Google Cloud Vertex AI(外部)
Googleの機械学習プラットフォーム。モデルの構築、デプロイ、管理を統合的に行える環境を提供し企業のAI活用を加速。
Microsoft Azure(外部)
マイクロソフトのクラウドコンピューティングサービス。AI、データ分析、インフラなど幅広いサービスを提供する。
【参考記事】
Snowflake and Anthropic announce $200 million expanded partnership(外部)
Anthropic公式による提携発表。Claude Opus 4.5の統合とエージェンティックAI機能強化を説明している。
Snowflake, Anthropic boost partnership with $200M commitment(外部)
TechTargetによる分析記事。2億ドルの投資内容と既存協業の拡大について両社の戦略的狙いを考察。
Snowflake leans into Claude with $200M Anthropic spend(外部)

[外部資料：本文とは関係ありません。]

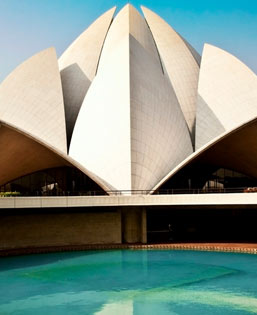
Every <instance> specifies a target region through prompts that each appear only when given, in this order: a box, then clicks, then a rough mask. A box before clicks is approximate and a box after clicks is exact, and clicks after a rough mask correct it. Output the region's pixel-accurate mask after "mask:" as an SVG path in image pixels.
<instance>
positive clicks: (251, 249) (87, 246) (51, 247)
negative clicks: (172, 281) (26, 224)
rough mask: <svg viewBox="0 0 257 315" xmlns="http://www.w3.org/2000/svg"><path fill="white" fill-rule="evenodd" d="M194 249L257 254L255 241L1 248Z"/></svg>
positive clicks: (43, 253) (133, 249) (14, 252)
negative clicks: (244, 241) (203, 242)
mask: <svg viewBox="0 0 257 315" xmlns="http://www.w3.org/2000/svg"><path fill="white" fill-rule="evenodd" d="M118 249H130V250H156V249H158V250H159V249H161V250H191V251H192V250H193V251H206V252H230V253H244V254H254V255H256V254H257V244H255V243H173V244H147V245H142V244H104V245H103V244H94V245H67V246H51V247H27V248H19V249H5V250H0V257H7V256H20V255H30V254H44V253H53V252H68V251H87V250H118Z"/></svg>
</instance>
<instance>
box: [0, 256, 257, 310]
mask: <svg viewBox="0 0 257 315" xmlns="http://www.w3.org/2000/svg"><path fill="white" fill-rule="evenodd" d="M0 286H1V295H0V314H26V315H27V314H28V315H29V314H33V315H34V314H39V315H40V314H44V315H46V314H48V315H50V314H55V315H56V314H111V315H119V314H122V315H126V314H139V315H143V314H148V315H149V314H157V315H162V314H183V315H184V314H185V315H194V314H197V315H198V314H204V315H208V314H211V315H213V314H219V315H220V314H224V315H226V314H242V315H243V314H245V315H246V314H248V315H249V314H257V256H256V255H248V254H235V253H214V252H194V251H170V250H138V251H132V250H115V251H87V252H67V253H54V254H41V255H30V256H20V257H9V258H1V259H0Z"/></svg>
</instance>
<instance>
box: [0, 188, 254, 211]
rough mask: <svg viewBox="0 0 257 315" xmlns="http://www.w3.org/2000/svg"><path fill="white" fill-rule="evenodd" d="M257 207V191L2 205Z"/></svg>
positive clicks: (103, 197) (24, 205) (30, 207)
mask: <svg viewBox="0 0 257 315" xmlns="http://www.w3.org/2000/svg"><path fill="white" fill-rule="evenodd" d="M232 205H234V206H255V205H256V206H257V193H256V192H254V193H221V194H218V193H217V194H178V195H175V194H173V195H131V196H128V195H127V196H126V195H116V196H54V197H49V196H43V197H2V198H0V208H2V209H7V208H12V209H13V208H74V207H120V206H211V207H213V206H215V207H219V206H232Z"/></svg>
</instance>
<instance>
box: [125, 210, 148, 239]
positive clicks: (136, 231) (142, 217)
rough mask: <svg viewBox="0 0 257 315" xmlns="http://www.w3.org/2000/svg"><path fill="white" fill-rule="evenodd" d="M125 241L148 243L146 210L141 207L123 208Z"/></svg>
mask: <svg viewBox="0 0 257 315" xmlns="http://www.w3.org/2000/svg"><path fill="white" fill-rule="evenodd" d="M122 241H123V243H127V244H129V243H146V241H147V240H146V211H145V209H142V208H139V207H133V208H132V207H131V208H124V209H122Z"/></svg>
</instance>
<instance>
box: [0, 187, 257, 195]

Blocks and Filesの報道。Q3決算と併せて提携を分析し月間数兆トークンの処理実績に言及している。
Snowflake expands Anthropic partnership, delivers strong Q3(外部)
Constellation Researchの業界分析。2024年から始まった提携の拡大経緯と技術統合の深化を解説。
Snowflake inks $200m deal with Anthropic to drive ‘Agentic AI’ in the enterprise(外部)
ITPro誌の報道。エージェンティックAIの概念と規制産業での活用シナリオを詳述している。
Anthropic’s Claude Opus 4.5 Now Live in Snowflake Cortex AI(外部)
Claude Opus 4.5の統合について技術的側面から解説。マルチモーダルデータ分析機能とSQL統合の詳細を説明。
【編集部後記】
AIが「答える」だけでなく「考えて動く」時代が、静かに始まっています。みなさんの会社では、データ分析にどれくらいの時間がかかっているでしょうか。もし自然な言葉で質問するだけで、複数のデータベースを横断して答えが返ってくるとしたら、日々の業務はどう変わるでしょう。
ただし90%の精度は、残り10%の誤りと向き合う必要があることも意味します。AIに任せる範囲と、人間が最終判断すべき領域——その線引きを、私たち自身が考える時期に来ているのかもしれません。